Per the AP story that was published this afternoon, MLB owners approved the plan that was discussed a few days ago to start baseball in July.  ‘Spring training” would kick off in June according to sources familiar with the decision that spoke to the Associated Press.

The Tigers would play 82 games with games against AL Central teams with interleague matchups only against NL Central teams. The last time Detroit played only NL Central teams was in 2012. Depending on how what medical experts from the government say, the games would be played at an empty Comerica Park with the idea that at some point down the line, fans, perhaps in a limited amount, could attend games.

Another factor to consider: Local officials in Detroit and Michigan Gov. Whitmer would have to sign off on it.  I would think that since that could bring in revenue for the city and state, and if it is safe to do so, they would approve a plan that would allow fans to go. So far, no details were announced in the story.

The reason why I mentioned the fans coming to games factors into what the revenue split between the owners and players would be. Per the AP story:

“Teams will propose that players receive the percentage of their 2020 salaries based on a 50-50 split of revenues MLB receives during the regular-season and postseason”

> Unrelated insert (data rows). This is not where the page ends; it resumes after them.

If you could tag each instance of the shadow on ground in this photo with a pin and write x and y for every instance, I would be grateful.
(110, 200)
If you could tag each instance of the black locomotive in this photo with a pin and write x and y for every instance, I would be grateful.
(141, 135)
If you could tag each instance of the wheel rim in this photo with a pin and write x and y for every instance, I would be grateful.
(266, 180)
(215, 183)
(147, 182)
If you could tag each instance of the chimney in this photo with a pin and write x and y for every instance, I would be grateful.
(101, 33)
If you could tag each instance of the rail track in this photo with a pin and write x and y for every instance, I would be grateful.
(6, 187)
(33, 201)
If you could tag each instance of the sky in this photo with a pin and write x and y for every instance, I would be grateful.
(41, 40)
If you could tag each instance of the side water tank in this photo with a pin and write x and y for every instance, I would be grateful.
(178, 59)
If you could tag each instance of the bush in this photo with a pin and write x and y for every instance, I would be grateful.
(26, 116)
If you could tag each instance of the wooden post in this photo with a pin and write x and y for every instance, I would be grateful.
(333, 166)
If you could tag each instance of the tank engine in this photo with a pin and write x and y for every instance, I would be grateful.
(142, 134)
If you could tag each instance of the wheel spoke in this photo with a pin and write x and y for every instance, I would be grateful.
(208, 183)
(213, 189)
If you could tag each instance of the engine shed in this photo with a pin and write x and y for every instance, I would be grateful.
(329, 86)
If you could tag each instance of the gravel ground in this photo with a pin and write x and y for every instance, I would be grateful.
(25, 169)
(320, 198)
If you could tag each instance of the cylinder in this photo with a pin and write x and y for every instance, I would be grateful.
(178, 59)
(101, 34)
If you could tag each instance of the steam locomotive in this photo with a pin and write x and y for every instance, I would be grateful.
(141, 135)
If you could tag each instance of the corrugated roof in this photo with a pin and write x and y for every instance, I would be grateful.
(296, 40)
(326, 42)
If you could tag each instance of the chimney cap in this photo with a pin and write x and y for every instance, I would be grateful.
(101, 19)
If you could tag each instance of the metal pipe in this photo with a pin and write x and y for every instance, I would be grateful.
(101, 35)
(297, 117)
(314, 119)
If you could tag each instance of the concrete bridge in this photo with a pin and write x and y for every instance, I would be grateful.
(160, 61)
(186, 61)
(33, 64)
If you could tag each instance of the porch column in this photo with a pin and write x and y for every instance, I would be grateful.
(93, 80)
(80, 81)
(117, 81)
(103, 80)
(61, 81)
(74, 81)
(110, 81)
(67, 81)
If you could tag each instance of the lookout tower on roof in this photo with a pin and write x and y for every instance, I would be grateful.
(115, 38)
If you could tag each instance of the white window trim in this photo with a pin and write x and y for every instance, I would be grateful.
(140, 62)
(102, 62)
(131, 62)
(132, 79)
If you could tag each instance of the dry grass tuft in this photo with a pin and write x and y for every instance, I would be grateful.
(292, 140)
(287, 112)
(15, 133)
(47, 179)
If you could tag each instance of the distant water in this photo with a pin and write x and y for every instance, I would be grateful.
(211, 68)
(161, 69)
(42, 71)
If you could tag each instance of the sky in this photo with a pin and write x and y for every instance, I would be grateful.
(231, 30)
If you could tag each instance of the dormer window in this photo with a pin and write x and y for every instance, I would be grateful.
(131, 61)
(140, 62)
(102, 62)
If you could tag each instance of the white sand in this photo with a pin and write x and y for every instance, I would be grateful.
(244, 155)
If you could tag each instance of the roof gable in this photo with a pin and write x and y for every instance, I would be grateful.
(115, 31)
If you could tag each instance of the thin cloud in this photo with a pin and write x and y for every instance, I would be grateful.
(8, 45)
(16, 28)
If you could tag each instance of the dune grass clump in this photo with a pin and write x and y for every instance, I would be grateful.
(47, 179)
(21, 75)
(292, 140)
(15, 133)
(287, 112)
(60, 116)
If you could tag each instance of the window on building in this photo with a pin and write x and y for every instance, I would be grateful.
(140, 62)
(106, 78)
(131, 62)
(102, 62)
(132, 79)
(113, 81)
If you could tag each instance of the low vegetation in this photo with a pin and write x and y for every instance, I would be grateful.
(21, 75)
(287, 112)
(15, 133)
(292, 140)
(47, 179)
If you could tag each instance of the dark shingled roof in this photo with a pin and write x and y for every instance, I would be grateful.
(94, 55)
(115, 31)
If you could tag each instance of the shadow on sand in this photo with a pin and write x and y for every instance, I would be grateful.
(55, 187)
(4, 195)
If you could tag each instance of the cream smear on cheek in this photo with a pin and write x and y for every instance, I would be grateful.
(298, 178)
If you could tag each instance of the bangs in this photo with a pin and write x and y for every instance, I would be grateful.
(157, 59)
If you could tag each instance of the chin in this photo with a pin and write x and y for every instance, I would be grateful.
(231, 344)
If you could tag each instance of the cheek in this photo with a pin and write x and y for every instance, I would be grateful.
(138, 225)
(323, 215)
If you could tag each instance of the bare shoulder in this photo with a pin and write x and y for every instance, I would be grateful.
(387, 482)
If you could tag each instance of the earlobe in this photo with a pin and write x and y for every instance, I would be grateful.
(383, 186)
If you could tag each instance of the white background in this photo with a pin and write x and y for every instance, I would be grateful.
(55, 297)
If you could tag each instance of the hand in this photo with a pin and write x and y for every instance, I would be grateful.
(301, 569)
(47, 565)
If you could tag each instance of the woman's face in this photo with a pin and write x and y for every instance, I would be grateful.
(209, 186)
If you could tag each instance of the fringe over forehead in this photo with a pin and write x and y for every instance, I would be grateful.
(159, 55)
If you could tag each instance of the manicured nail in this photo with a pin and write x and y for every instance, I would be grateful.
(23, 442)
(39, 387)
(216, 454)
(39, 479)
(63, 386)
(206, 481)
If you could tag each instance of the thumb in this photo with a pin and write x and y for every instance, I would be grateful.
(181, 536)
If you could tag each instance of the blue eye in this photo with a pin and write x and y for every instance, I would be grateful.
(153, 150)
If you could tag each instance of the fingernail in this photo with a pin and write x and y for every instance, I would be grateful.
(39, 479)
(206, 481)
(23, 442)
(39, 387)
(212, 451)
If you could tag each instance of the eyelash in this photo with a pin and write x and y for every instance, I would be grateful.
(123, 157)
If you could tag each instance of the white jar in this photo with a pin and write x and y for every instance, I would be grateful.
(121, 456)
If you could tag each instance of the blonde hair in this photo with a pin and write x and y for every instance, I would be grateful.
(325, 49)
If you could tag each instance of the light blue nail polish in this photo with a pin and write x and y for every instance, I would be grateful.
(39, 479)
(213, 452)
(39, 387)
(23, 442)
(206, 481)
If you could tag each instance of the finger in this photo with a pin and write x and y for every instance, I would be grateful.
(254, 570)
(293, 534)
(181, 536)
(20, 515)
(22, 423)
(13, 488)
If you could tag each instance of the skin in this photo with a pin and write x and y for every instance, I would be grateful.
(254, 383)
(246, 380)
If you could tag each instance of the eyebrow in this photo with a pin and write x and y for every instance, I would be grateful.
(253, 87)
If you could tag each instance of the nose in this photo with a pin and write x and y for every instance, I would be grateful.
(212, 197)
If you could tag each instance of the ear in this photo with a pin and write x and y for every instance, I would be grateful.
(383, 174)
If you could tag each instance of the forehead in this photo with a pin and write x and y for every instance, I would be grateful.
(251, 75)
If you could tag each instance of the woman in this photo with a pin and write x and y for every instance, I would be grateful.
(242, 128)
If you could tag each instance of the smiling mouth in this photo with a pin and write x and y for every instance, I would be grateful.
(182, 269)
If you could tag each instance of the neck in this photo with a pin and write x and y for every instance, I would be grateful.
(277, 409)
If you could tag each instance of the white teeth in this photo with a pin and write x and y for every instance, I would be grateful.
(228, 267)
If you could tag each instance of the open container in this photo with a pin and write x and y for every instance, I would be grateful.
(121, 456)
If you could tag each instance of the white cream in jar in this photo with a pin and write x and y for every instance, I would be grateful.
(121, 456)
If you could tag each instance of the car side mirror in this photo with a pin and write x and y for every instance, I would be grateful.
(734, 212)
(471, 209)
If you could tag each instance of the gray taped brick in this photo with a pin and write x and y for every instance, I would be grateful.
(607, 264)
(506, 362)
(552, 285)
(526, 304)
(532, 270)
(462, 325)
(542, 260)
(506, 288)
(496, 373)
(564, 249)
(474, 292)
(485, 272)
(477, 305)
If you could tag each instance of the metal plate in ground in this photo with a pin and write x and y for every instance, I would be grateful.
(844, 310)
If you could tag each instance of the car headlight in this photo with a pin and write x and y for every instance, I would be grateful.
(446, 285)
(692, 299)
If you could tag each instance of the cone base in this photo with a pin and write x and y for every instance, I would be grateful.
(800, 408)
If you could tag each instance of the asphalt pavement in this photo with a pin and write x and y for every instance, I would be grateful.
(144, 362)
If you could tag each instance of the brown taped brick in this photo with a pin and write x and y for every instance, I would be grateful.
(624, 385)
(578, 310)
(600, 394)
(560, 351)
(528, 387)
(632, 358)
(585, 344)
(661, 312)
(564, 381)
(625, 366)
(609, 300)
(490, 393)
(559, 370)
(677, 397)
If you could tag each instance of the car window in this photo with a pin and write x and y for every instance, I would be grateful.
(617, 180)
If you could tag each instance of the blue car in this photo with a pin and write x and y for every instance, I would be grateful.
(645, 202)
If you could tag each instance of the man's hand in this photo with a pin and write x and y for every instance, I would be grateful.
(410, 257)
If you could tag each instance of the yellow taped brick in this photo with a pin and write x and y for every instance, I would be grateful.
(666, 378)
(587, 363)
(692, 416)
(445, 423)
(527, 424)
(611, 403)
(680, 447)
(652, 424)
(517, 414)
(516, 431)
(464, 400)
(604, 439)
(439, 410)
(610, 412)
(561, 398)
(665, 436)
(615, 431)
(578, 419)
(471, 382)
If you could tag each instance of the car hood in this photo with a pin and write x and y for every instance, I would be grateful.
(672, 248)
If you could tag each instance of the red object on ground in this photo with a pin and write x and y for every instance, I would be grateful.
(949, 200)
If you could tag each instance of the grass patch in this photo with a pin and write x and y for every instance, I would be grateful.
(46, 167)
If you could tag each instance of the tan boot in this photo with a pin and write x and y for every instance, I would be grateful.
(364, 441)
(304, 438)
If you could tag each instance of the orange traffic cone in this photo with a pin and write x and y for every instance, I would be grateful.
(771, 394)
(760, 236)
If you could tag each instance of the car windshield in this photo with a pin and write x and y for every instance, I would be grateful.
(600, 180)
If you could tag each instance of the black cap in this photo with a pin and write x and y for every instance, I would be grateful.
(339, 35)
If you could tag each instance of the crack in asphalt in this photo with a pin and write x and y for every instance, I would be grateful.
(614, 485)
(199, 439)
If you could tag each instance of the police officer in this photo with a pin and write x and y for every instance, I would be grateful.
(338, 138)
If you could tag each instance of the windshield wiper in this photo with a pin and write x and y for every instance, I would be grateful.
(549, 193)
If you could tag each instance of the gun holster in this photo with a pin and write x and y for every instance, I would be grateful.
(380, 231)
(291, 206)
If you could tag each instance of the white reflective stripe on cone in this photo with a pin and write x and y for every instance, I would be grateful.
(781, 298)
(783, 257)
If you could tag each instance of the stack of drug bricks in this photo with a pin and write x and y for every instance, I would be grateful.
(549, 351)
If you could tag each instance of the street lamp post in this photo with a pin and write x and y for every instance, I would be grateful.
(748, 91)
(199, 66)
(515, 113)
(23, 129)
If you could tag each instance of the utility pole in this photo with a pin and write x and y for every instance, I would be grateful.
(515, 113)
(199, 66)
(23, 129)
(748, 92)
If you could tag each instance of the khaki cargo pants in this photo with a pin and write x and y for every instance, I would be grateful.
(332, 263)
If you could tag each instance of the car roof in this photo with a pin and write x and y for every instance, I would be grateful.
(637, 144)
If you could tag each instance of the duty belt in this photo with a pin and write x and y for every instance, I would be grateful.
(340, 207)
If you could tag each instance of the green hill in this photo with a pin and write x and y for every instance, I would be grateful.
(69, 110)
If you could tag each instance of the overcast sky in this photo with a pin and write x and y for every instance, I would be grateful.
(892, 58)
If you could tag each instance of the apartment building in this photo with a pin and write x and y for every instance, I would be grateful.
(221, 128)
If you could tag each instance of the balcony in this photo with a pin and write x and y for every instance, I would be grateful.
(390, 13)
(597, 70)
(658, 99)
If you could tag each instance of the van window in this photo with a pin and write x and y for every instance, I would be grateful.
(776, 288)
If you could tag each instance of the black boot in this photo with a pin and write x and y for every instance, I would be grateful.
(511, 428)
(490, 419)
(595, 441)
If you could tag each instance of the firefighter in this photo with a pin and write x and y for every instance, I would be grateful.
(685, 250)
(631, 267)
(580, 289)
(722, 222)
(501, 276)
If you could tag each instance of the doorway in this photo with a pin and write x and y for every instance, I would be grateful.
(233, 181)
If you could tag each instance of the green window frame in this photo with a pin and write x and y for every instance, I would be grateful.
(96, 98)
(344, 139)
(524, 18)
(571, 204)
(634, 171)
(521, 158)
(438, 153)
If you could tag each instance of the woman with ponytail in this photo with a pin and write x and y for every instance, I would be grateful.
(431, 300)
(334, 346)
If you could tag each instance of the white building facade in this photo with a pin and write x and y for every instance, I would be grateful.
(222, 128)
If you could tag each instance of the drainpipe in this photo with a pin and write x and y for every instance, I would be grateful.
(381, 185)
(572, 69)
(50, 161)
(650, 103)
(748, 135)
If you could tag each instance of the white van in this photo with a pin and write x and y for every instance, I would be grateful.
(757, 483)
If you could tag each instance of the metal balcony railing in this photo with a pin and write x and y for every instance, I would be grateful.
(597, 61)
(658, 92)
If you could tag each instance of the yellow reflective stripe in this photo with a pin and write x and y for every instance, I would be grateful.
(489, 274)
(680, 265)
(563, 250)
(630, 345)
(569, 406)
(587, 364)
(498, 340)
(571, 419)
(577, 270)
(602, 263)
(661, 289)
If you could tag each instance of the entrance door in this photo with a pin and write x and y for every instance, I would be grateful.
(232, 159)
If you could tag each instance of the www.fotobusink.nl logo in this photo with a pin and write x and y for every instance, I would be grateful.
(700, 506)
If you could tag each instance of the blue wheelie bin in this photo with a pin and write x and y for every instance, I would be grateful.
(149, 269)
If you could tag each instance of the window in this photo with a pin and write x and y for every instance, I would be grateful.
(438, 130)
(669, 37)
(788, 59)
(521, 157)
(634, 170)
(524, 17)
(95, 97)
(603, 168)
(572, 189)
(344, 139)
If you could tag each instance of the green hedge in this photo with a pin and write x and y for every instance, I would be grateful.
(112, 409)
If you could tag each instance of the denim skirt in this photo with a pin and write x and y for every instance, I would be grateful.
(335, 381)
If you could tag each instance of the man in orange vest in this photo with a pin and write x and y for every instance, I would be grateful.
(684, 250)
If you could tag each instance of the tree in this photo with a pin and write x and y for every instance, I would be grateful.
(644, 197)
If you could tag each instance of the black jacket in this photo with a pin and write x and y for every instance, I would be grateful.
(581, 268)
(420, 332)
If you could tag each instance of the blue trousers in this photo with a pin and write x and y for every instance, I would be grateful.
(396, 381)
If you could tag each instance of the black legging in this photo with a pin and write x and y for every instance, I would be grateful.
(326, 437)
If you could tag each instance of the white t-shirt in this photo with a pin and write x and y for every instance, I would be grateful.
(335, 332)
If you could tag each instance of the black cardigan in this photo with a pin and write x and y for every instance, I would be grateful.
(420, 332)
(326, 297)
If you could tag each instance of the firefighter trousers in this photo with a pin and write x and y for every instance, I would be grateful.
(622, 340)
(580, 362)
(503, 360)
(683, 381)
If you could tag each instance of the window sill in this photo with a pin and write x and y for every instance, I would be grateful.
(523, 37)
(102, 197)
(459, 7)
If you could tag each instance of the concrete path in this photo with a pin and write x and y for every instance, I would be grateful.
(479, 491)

If fans cannot attend games due to the concerns of another outbreak of the virus, that would severely impact the revenue of the owners and the percentage that would go to the players. If you recall back in March, players have already agreed to a reduction in pay based on whatever the 2020 schedule would look like and $170 million was set aside to pay players who were on the 40-man roster. The key date to remember when the funds were coming to an end is on May 24th before they would reexamine the situation so I can see how the sense of urgency has put into place to get this deal done.

The deal is hinging if there are no travel restrictions in place and if mass gathering restrictions have been lifted. Commissioner Rob Manfred would also have the backing of medical experts and testing ready in place, which is one of the chief concerns among the players and rightfully so. Even after the story that came out yesterday than less than one percent of MLB employees tested positive for the COVID-19 antibodies (0.72% to be exact), keeping the virus at bay should be the main concern.

Rosters would expand from 26 to 30 with an addition of 20 players similar to the NFL’s “taxi squad” so there is a more than likely case there will be no minor league baseball this season. The post-season would expand from 10 to 14 teams.

With the way 2020 has played out, I would not mind if the Tigers even did some harmless flirting for a post-season spot. I think it would give us all something to smile about among one of the strangest years on record.